Can Cats See Ghosts?
That creepy stare cats give you ... 👻
Have you ever walked into a room to find your cat staring at a wall?
Or maybe you’ve been spooked by how your cat seems to watch one particular corner with intense curiosity — seemingly following *something* around the room.
If this has happened to you — you’re not alone.
Cat parents all around the world have the same question: Can cats see ghosts?
To get to the bottom of this burning question, we spoke to Dr. Rachel Barrack — a veterinarian at Animal Acupuncture in New York City.
Can cats see ghosts or other things we can't?
"When cats appear to be staring into space, they may actually be detecting subtle motion, as their vision is much more acute than ours," Dr. Barrack said.
In fact, a 2014 study suggested that both cats and dogs see some spectrums of light that we don't — like ultraviolet (UV) light.
Something else cool? Compared to human eyes, cat eyes actually have six to eight times as many light-sensing rods, which means they can see much more in very low light — which is probably one of the reasons why they tend to run around the house in the middle of the night having all kinds of adventures.
While you might sometimes find your dog staring at a random corner also, it doesn’t happen nearly as often as it does with cats.
According to Dr.
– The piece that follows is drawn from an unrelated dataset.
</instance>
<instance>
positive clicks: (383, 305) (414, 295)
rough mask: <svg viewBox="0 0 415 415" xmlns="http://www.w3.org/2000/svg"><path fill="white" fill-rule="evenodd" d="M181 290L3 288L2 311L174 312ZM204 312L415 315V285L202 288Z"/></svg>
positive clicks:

Barrack, the reason for that probably has a lot to do with the differences between dog and cat personalities.
"Cats — unlike dogs or other animals — are more curious by nature," Dr. Barrack said. "This could explain their sometimes erratic behavior."
So while your cat's curiosity might drive you nuts sometimes — or in this case, make you think she can see into the beyond — she can’t really help it.
"I do believe that cats have remarkable capabilities, and we know that their senses are worlds stronger than our own,” Katie Armour, project coordinator for the MSPCA Boston Adoption Center, told The Dodo.
Now, it’s important to mention that because of a cat’s curious nature — coupled with their ability to see these extra spectrums of light — they can think that things aren’t entirely safe when these flickers of light start acting up.
"Not only are they capable of seeing and hearing things that we can’t — they have marvelous brains that work in ways we don't fully understand," Armour said. "When a cat is watching something that doesn't seem to be there — or if they call out to us about this perceived presence — we should respect that not only are they trying to figure this something out — but they're wondering if the situation is safe."
To help your cat feel at ease when they start to worry about whatever it is they’re seeing, Armour suggests trying to investigate the situation with them as a fun bonding activity. "Shine a flashlight into that dark corner or press your ear against the wall to hear what they're hearing," she said.
At times, your cat might be staring not at "ghosts" but at you — which can also be a little disconcerting.
"If your cat is staring at you, it’s encouraged to slowly move or even blink to send the message that you’re not a threat," Dr. Barrack said. "But chances are it's also out of love."